Taking the square root of both sides:

vf = √602025
= 775.74 m/s (rounded to two decimal places)

Therefore, the collision would occur at a speed of approximately 775.74 m/s.

Finally, for part (c) of the question, we can make some observations about the importance of physics in daily life based on this numerical:

1. Physics allows us to understand and predict the motion of objects. In this case, using equations of motion, we were able to determine the distance needed to avoid a collision and the speed at which a collision would occur.

2. Physics helps in designing and improving safety features in vehicles.
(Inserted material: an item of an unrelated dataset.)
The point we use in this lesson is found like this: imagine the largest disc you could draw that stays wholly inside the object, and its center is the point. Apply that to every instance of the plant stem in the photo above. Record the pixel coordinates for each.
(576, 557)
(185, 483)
Understanding concepts like force and motion allows engineers to develop efficient braking systems that can prevent accidents and protect lives.

3. Physics concepts, such as friction and Newton's laws of motion, are applied in various real-life scenarios, not just in this car collision example. From simple activities like walking to complex phenomena like space travel, physics plays a crucial role.

In conclusion, physics provides a foundation for understanding the fundamental principles of the natural world and enables us to apply this knowledge to solve practical problems in our daily lives.